The meaning of kindly is hopefully clear: "kindly help me" means "please be kind and help me" (or "please help me out of kindness"), etc. It's a word used for polite requests; a bare "help me" is impolite relative to "kindly help me".

If you're asking why kindly is more common in Indian English than elsewhere, it's just one of the hundreds of things that have remained in Indian English long after they have gone out of fashion elsewhere.

Searching Google Books for "kindly do this" and looking through the first ten pages, most results, besides a few from India, seem to be from British and some American books, pre-1920. Examples:

"If our friends will kindly do this for us, we shall feel indebted to them." [The Penny Protestant operative, 1842]
"Would you kindly do this?" [Letter from Florence Nightingale, ≈1886]
"If you will kindly do this, I will be very thankful" [Southern and Southwestern Railway Club, Atlanta, 1914]
"If you will kindly do this I will pay you for the two together" [Anthony Trollope, 1864]
"Would you kindly do this library another favor and again place it under obligation?" [Washington State Traveling Library, 1913]

and so on and on (there are hundreds of results), and most interestingly, one 1886 book showing it must have been standard in England:

The first thing that strikes you on landing in America is the want of deference and courtesy among all classes.
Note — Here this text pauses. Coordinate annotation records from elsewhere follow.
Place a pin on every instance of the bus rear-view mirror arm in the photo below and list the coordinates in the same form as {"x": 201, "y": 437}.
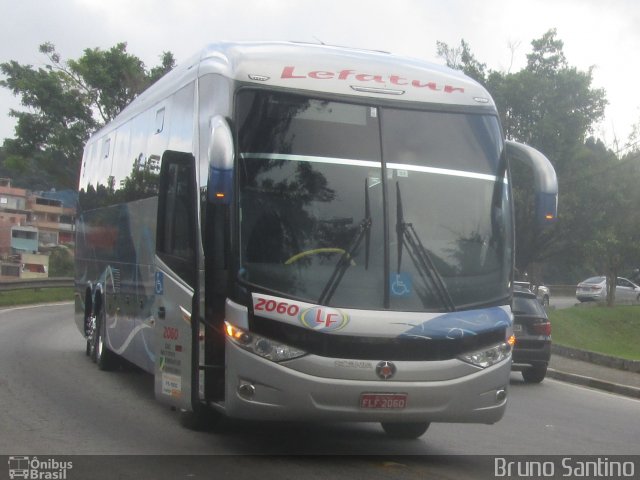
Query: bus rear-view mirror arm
{"x": 544, "y": 177}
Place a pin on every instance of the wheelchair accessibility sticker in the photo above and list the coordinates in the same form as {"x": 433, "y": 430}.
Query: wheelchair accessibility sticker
{"x": 401, "y": 285}
{"x": 159, "y": 283}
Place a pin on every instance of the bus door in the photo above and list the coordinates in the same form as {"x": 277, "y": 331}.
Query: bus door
{"x": 176, "y": 283}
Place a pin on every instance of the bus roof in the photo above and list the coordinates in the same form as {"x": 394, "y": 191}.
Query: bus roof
{"x": 340, "y": 70}
{"x": 320, "y": 68}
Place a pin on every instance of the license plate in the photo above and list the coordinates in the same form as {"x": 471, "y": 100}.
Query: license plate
{"x": 383, "y": 401}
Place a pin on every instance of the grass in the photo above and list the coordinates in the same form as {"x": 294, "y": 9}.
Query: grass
{"x": 31, "y": 296}
{"x": 611, "y": 331}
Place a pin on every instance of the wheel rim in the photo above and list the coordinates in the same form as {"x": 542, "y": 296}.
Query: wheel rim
{"x": 91, "y": 334}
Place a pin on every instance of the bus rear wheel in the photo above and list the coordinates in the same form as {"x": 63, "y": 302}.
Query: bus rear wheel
{"x": 405, "y": 430}
{"x": 104, "y": 358}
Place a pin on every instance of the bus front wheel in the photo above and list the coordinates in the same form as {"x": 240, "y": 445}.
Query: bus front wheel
{"x": 405, "y": 430}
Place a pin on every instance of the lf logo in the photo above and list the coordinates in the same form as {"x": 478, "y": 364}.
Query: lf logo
{"x": 324, "y": 319}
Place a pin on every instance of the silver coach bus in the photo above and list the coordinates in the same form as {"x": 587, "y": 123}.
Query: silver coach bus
{"x": 303, "y": 232}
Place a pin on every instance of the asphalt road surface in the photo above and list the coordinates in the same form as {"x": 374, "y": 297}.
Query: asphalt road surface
{"x": 54, "y": 401}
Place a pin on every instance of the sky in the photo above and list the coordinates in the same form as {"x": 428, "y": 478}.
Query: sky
{"x": 598, "y": 34}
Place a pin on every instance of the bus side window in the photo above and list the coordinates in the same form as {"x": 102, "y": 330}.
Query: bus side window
{"x": 176, "y": 242}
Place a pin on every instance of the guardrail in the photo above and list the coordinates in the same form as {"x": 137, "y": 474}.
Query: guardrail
{"x": 562, "y": 290}
{"x": 35, "y": 283}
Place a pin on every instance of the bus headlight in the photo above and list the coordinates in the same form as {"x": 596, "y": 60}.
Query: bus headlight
{"x": 261, "y": 346}
{"x": 489, "y": 356}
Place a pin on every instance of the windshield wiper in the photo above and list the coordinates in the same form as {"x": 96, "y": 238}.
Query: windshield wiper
{"x": 364, "y": 232}
{"x": 420, "y": 256}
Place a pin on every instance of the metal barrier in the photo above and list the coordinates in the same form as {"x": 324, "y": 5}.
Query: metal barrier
{"x": 35, "y": 283}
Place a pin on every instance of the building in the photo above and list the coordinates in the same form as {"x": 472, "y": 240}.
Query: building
{"x": 30, "y": 225}
{"x": 54, "y": 221}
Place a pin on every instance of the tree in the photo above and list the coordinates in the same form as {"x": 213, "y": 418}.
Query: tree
{"x": 461, "y": 58}
{"x": 66, "y": 102}
{"x": 552, "y": 107}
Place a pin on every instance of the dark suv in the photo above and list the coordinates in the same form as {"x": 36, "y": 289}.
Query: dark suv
{"x": 532, "y": 330}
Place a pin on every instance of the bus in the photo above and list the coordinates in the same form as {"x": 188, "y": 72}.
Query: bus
{"x": 288, "y": 231}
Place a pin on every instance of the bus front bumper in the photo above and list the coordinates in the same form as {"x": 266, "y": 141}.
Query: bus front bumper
{"x": 259, "y": 389}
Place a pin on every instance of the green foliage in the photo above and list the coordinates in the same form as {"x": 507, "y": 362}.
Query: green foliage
{"x": 553, "y": 107}
{"x": 65, "y": 103}
{"x": 42, "y": 295}
{"x": 610, "y": 331}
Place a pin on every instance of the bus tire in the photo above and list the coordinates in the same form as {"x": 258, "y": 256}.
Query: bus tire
{"x": 405, "y": 430}
{"x": 105, "y": 358}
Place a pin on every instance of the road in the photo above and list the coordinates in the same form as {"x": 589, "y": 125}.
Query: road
{"x": 56, "y": 402}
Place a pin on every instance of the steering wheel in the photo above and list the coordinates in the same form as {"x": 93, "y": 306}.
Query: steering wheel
{"x": 317, "y": 251}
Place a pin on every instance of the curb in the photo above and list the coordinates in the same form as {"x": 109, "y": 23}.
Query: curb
{"x": 625, "y": 390}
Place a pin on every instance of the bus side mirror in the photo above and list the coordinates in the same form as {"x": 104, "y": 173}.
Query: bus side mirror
{"x": 221, "y": 156}
{"x": 544, "y": 177}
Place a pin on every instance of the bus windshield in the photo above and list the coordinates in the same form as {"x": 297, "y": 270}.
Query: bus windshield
{"x": 371, "y": 207}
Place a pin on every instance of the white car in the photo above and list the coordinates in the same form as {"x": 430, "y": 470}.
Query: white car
{"x": 595, "y": 289}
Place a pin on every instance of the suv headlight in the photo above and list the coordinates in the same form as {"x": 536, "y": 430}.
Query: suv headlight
{"x": 261, "y": 346}
{"x": 489, "y": 356}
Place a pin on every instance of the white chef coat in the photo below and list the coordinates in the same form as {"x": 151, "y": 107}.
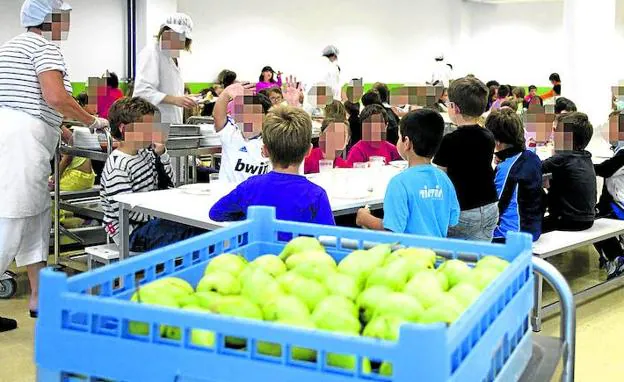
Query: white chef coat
{"x": 158, "y": 76}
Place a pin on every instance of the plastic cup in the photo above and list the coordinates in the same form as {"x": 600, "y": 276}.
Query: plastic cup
{"x": 326, "y": 165}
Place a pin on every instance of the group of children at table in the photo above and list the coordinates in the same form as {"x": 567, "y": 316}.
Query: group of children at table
{"x": 450, "y": 188}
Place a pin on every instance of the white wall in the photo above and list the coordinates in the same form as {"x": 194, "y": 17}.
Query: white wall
{"x": 379, "y": 41}
{"x": 96, "y": 39}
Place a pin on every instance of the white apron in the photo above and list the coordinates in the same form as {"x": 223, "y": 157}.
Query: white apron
{"x": 27, "y": 146}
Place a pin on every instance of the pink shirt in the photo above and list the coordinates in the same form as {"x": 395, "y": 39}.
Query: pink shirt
{"x": 106, "y": 100}
{"x": 311, "y": 165}
{"x": 363, "y": 150}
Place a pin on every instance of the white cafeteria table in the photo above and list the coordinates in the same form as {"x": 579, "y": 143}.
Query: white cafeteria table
{"x": 191, "y": 206}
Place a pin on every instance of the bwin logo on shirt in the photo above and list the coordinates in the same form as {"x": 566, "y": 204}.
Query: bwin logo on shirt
{"x": 250, "y": 168}
{"x": 431, "y": 193}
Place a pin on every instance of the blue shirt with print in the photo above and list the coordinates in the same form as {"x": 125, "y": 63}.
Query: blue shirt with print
{"x": 422, "y": 201}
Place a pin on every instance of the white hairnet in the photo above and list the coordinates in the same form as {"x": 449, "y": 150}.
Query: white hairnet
{"x": 329, "y": 50}
{"x": 180, "y": 23}
{"x": 34, "y": 12}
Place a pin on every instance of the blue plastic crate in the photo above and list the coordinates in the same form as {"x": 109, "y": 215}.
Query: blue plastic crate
{"x": 83, "y": 331}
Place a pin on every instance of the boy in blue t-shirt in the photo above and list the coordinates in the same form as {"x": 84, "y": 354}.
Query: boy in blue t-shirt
{"x": 287, "y": 137}
{"x": 421, "y": 200}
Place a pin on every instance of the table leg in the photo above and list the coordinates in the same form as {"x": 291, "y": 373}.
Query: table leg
{"x": 536, "y": 314}
{"x": 124, "y": 232}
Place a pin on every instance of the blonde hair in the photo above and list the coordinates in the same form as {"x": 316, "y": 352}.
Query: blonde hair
{"x": 287, "y": 135}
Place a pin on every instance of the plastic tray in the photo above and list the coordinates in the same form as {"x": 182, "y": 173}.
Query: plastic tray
{"x": 83, "y": 324}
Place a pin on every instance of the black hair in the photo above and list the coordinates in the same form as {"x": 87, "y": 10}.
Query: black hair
{"x": 425, "y": 129}
{"x": 504, "y": 91}
{"x": 226, "y": 78}
{"x": 470, "y": 95}
{"x": 112, "y": 81}
{"x": 267, "y": 69}
{"x": 384, "y": 92}
{"x": 563, "y": 104}
{"x": 507, "y": 127}
{"x": 578, "y": 124}
{"x": 371, "y": 97}
{"x": 371, "y": 110}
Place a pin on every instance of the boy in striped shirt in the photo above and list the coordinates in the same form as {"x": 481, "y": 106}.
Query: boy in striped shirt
{"x": 132, "y": 168}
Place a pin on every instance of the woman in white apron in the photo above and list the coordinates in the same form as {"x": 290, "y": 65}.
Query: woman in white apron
{"x": 35, "y": 94}
{"x": 158, "y": 77}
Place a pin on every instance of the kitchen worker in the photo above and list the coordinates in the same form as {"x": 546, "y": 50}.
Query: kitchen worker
{"x": 332, "y": 75}
{"x": 35, "y": 95}
{"x": 158, "y": 77}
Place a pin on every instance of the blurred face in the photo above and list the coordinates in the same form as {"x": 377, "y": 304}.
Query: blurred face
{"x": 145, "y": 132}
{"x": 172, "y": 43}
{"x": 374, "y": 129}
{"x": 334, "y": 140}
{"x": 56, "y": 26}
{"x": 248, "y": 116}
{"x": 276, "y": 98}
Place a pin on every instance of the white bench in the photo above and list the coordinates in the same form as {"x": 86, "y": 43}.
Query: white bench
{"x": 558, "y": 242}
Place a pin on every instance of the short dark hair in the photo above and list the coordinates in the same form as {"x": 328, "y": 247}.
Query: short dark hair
{"x": 504, "y": 91}
{"x": 112, "y": 81}
{"x": 371, "y": 110}
{"x": 384, "y": 92}
{"x": 287, "y": 133}
{"x": 578, "y": 124}
{"x": 425, "y": 129}
{"x": 470, "y": 95}
{"x": 371, "y": 97}
{"x": 226, "y": 78}
{"x": 126, "y": 111}
{"x": 507, "y": 127}
{"x": 564, "y": 104}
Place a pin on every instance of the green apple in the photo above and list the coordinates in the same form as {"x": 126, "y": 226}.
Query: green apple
{"x": 260, "y": 287}
{"x": 465, "y": 293}
{"x": 227, "y": 262}
{"x": 384, "y": 328}
{"x": 447, "y": 310}
{"x": 333, "y": 303}
{"x": 271, "y": 264}
{"x": 414, "y": 254}
{"x": 208, "y": 300}
{"x": 393, "y": 275}
{"x": 342, "y": 285}
{"x": 368, "y": 301}
{"x": 315, "y": 257}
{"x": 309, "y": 291}
{"x": 492, "y": 262}
{"x": 425, "y": 287}
{"x": 400, "y": 305}
{"x": 455, "y": 271}
{"x": 150, "y": 297}
{"x": 221, "y": 282}
{"x": 283, "y": 307}
{"x": 301, "y": 244}
{"x": 482, "y": 277}
{"x": 314, "y": 271}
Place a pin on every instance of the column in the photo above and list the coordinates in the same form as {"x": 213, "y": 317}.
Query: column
{"x": 589, "y": 35}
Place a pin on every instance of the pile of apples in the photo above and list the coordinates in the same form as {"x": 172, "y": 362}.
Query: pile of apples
{"x": 369, "y": 293}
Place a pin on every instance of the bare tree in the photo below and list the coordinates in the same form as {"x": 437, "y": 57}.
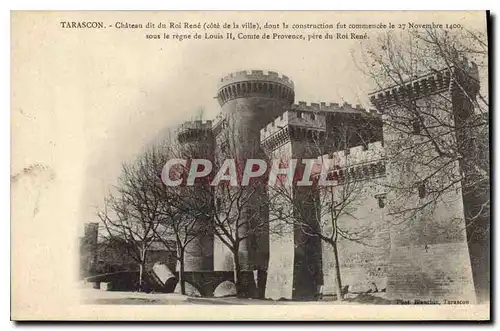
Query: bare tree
{"x": 130, "y": 216}
{"x": 184, "y": 210}
{"x": 239, "y": 217}
{"x": 438, "y": 135}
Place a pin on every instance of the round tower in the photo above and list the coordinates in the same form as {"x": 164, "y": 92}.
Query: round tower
{"x": 249, "y": 101}
{"x": 196, "y": 141}
{"x": 252, "y": 99}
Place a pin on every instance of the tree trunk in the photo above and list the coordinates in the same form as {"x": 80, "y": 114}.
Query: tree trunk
{"x": 142, "y": 267}
{"x": 181, "y": 272}
{"x": 338, "y": 281}
{"x": 237, "y": 275}
{"x": 141, "y": 271}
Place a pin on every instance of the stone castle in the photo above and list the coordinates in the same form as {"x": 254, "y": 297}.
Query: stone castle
{"x": 409, "y": 261}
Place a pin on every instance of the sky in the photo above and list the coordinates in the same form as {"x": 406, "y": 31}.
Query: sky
{"x": 87, "y": 100}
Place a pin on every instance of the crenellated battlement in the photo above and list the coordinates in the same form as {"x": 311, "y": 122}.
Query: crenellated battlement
{"x": 358, "y": 154}
{"x": 307, "y": 120}
{"x": 255, "y": 75}
{"x": 256, "y": 83}
{"x": 294, "y": 125}
{"x": 196, "y": 125}
{"x": 330, "y": 107}
{"x": 464, "y": 74}
{"x": 360, "y": 163}
{"x": 194, "y": 130}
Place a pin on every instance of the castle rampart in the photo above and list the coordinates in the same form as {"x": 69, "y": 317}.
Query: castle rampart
{"x": 256, "y": 83}
{"x": 463, "y": 74}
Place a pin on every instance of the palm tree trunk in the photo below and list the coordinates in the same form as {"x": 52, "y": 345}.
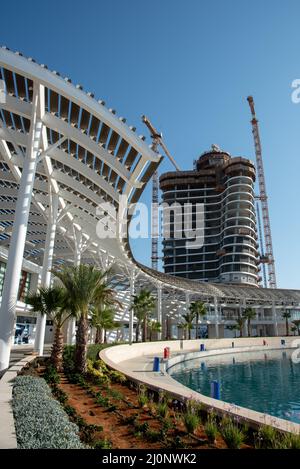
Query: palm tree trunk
{"x": 57, "y": 349}
{"x": 81, "y": 344}
{"x": 98, "y": 339}
{"x": 144, "y": 338}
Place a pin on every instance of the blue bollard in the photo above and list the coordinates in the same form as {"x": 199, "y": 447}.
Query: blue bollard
{"x": 156, "y": 364}
{"x": 215, "y": 389}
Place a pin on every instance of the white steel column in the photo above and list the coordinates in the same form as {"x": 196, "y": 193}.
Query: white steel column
{"x": 131, "y": 312}
{"x": 159, "y": 308}
{"x": 18, "y": 238}
{"x": 46, "y": 274}
{"x": 71, "y": 333}
{"x": 275, "y": 318}
{"x": 216, "y": 317}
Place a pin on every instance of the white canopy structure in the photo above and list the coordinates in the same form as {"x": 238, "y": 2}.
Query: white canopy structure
{"x": 66, "y": 161}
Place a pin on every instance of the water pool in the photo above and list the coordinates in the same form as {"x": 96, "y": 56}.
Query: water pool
{"x": 268, "y": 382}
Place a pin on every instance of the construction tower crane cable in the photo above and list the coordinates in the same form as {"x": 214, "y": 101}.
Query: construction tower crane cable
{"x": 263, "y": 197}
{"x": 157, "y": 141}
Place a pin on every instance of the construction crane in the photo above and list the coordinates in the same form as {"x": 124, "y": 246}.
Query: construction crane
{"x": 157, "y": 141}
{"x": 269, "y": 257}
{"x": 262, "y": 250}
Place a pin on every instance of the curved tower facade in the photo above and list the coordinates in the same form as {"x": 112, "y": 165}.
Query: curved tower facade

Not only from the inferior to the superior, but vice versa also. The maxim noblesse oblige has no sway there. In England, speaking to an equal or a social inferior, "Kindly do this," or "Please give me that," is general. In America the "kindly" and "please" are carefully omitted…

[From context, he doesn't mean it's used only with inferiors, but even with inferiors.]

Anyway, given that kindly was standard, this word for politeness entered India when English did—during colonial rule—and it has stayed on. Why something has continued to exist is not a question that can be answered (inertia?); perhaps the right question is why it went out fashion in the UK and US. (And I'd be interested to learn.) My guess is that either the phrase became clichéd, or such politeness came to be deemed excessive. In the US it seems to have taken on a slightly sarcastic meaning: Wiktionary says

kindly
2. (US) Please; used to make a polite request.
Kindly refrain from walking on the grass.
Kindly move your car out of the front yard.

Usage notes
(please): Kindly is used in a slightly more peremptory way than please. It is generally used to introduce a request with which the person addressed is expected to comply, and takes the edge off what would otherwise be a command.

Well, in Indian English it happens to have retained its original meaning, is not peremptory, and is a request rather than an expectation. (And in general it seems safe to assume that Indian English expressions are not sarcastic, and to take them at face value.)


It is hardly ever possible to find strong reasons for why a language is used in a particular way. Why do British speakers use "Autumn" much more than Americans?

I (UK speaker) find Indian English very full of words and phrases which sound polite, and sometimes old-fashioned, and it may be that this reflects some cultural habits in India. I suspect that Americans may have the same reaction to British usage.